Most notably, the nature of client-supplier relationships have dramatically shifted over the years.

This is not new. I have spent considerable time working with the institutional financial services sector, and seen major changes over the years. I recently recalled a White Paper I wrote years ago, How Collaborative Technologies are Transforming Financial Services, in the wake of a Collaboration in Financial Services conference I co-organized and chaired in New York.

Here is an excerpt from the White Paper. The same issues are still playing out today.

At the highest level, there is no question that collaborative technologies will impact the structure of the financial services industry. The implications may take some time to be visible, however the shifts in power and value creation between industry participants are already evident.

One of the most obvious examples is in the relationship between buy-side and sell-side in financial markets. The availability of information and the concentration of analytic capabilities in the buy-side has shifted the balance of power, and made the value proposition of financial market sales activities ever more tenuous.

In considering the future of the bank dealing room, some believe that much of the activity will shift to online trading, requiring far fewer traders and salespeople. However if salespeople can create value collaboratively with their clients, this can significantly change the dynamic at play.

Collaborative trade and portfolio analytics, in which buy-side and sell-side collaborate in how they assess trades, is likely to be a significant aspect of changing relationships. Investment banks increasingly offer tools that allow clients to assess potential trades based on their own assumptions and market perspectives.
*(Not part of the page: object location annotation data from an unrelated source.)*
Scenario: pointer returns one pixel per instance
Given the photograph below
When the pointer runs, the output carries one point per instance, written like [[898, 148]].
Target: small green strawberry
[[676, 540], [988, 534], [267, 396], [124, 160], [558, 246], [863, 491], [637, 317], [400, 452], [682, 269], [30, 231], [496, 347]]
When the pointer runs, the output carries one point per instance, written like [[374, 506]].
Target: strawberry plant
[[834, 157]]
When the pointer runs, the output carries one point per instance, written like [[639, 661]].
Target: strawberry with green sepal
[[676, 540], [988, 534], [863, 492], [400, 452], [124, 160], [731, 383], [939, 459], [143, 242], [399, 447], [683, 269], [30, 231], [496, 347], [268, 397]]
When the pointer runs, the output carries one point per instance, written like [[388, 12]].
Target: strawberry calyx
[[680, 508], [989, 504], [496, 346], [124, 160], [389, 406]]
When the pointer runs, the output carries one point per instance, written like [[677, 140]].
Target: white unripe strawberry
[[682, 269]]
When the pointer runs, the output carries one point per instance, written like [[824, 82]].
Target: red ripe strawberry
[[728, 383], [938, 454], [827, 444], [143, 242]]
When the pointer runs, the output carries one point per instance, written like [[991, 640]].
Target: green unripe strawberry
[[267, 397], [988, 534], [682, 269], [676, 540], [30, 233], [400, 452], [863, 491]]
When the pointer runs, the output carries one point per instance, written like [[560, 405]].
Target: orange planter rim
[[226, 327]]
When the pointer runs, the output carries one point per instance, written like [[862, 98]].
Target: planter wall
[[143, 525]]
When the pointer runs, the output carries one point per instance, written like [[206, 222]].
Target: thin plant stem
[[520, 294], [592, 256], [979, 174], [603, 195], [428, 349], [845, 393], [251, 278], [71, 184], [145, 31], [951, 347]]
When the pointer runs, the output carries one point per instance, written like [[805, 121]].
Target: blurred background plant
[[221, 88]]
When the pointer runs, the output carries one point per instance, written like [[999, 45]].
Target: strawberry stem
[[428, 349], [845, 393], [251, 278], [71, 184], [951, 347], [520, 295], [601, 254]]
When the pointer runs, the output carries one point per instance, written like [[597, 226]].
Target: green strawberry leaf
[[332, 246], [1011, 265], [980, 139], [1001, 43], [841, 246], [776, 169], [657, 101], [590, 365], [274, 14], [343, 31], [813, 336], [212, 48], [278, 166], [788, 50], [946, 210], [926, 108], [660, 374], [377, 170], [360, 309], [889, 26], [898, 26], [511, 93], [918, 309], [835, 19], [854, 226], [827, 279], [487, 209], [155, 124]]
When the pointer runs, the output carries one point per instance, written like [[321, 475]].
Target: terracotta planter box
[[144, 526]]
Sometimes these allow the salesperson and client to simultaneously view trading strategies while adjusting trade parameters and discussing the implications, making the client decision-making process highly collaborative.

The step beyond this is assessing the trade specifically within the context of the client’s portfolio, including impact on portfolio-wide risk measures. In some instances these calculations can be done on the bank side, requiring the client’s portfolios to be available on the bank’s systems or at a third-party application service provider (ASP).

If banks cannot clearly demonstrate that they can create superior value for their clients in their interactions, clients will not waste their time speaking with salespeople, and the banks’ key relationships will suffer. This illustration of how relationships are changing in financial markets can also be seen in other client relationships, where banks have a choice between becoming commodities or seeking to create value collaboratively with clients.